It’s the season for giving thanks — and for simply giving.

The generosity of Southern Nevadans goes far beyond this long weekend’s gift shopping frenzy, which begins tonight for especially eager bargain hunters. The holidays compel citizens to reflect on their many blessings, to consider the plight of the growing number of people who are less fortunate, and to give their time to make this community a better place to live.

On Saturday, for example, volunteers from Wells Fargo and Wal-Mart handed out some 1,600 turkeys, along with food baskets full of side dishes, for the Las Vegas Rescue Mission. John Fogal, director of development for the mission, said it was by far the largest turkey giveaway to the needy in the four years he has worked there.

Volunteering is one of the most selfless and noble things a person can do. And there are literally hundreds of difference-making valley nonprofits in need of help.

But because so many Clark County residents wait until Thanksgiving or Christmastime to try to pitch in at charities, this outpouring of kindness can create a problem: many more volunteers than are needed at one time.
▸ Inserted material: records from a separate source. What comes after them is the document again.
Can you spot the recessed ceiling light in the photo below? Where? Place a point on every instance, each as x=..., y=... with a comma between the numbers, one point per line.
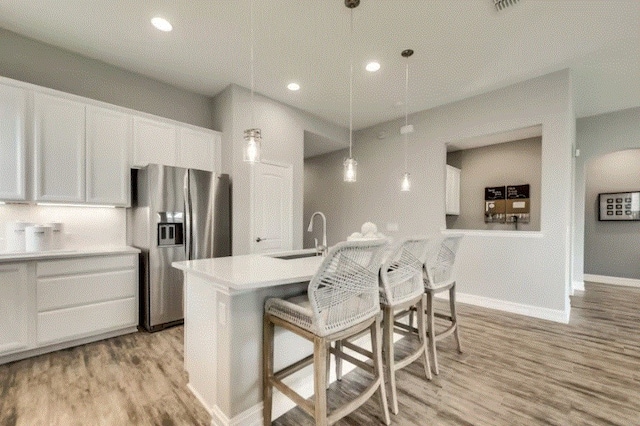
x=372, y=66
x=161, y=24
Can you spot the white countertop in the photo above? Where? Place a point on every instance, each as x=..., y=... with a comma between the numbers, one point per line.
x=253, y=271
x=66, y=253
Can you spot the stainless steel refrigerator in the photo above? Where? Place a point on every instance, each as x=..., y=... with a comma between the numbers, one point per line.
x=177, y=214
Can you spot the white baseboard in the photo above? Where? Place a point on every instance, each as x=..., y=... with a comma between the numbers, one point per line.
x=513, y=307
x=577, y=285
x=64, y=345
x=602, y=279
x=301, y=382
x=250, y=417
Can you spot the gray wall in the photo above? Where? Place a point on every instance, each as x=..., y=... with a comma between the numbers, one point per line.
x=611, y=248
x=322, y=175
x=526, y=272
x=510, y=163
x=283, y=128
x=597, y=136
x=38, y=63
Pat Falvey, vice president for development at Catholic Charities of Southern Nevada, recalled in 2011 how one Thanksgiving, many hundreds of well-meaning Las Vegans showed up outside the nonprofit’s downtown dining facility offering to help however they could. Ms. Falvey said there were almost as many volunteers as people seeking a holiday meal. Even charities can have too many cooks in the kitchen.

Cass Palmer, president and chief executive officer of the United Way of Southern Nevada, says he sees the same surge of bigheartedness every year.

“The holidays definitely drive an increase in volunteerism. In an average month, we’ll see about 300 volunteers. During the holidays, over 1,200 people will sign up to volunteer through our website,” he said. And when that rush of volunteers comes, Thanksgiving Day opportunities at shelters and kitchens are often booked well in advance, Mr. Palmer says.

Catholic Charities will have at least 150 volunteers on hand today to serve some 1,500 Thanksgiving meals to the needy. Most of those volunteer spots were booked months ago. (Full disclosure: Review-Journal Publisher Bob Brown serves on Catholic Charities’ Board of Trustees.)

The valley is five years into its economic troubles, and throughout that time, providers have seen a steady increase in demand for social services and assistance. Food is among the biggest needs. The homeless, the poor and the jobless need to eat every day, not just around the holidays. The Las Vegas Rescue Mission, for example, provides shelter for an average of 200 homeless people per night, as well as 1,000 meals per day at its dining hall.

Leslee Rogers, spokeswoman for the Salvation Army, said valley churches will feed the homeless today, as well as provide indigent Las Vegans with haircuts and coats for the winter.

“We serve the needy 365 days per year. There are always offers of help at Christmastime and Thanksgiving, but the need is there year-round,” Ms. Rogers said.

As important as food donations and cash contributions are to local charities — through agreements with area supermarkets, Catholic Charities can purchase more food with your dollar than you can — it takes people to get this food to the needy. Catholic Charities serves between 200 and 300 people each day at its Hands of Hope Community Food Pantry. Stocking the pantry and helping its clientele requires five to 10 volunteers — every single day.

It’s a good problem that so many Las Vegas Valley residents want to volunteer their time right now. The challenge is getting people to act on their holiday benevolence by promising to volunteer in January, April, September and the months in between.

The United Way of Southern Nevada offers prospective volunteers one of the valley’s best resources. At the Volunteer Center’s website, volunteercentersn.org, citizens can register to become a volunteer and search service opportunities by interest, date or one of the more than 450 nonprofit organizations United Way works with.

“Let’s say you’re good at math,” Mr. Palmer says. “You can volunteer to be a tax preparer at a United Way Volunteer Income Tax Assistance site, even if you’re only available to help in the evening close to your home in the northwest valley. Through our website, you can drill right into an opportunity that works for you. … We want to be the community’s touch point for volunteering. We have hundreds of volunteer opportunities, all a button away. We just need the people to get involved, whether you have an extra hour or an extra day.”

Those interested in volunteering with Catholic Charities should call 385-2662 or go to catholiccharities.com. To volunteer with the Salvation Army, call 870-4430, ext. 117, or visit salvationarmysouthernnevada.org. To volunteer with the Las Vegas Rescue Mission, visit vegasrescue.org or call 382-1766.

Make a commitment to volunteer today. Confirm the need for your help. Recruit your friends and neighbors to join you. Then fulfill your promise — during the holidays and beyond.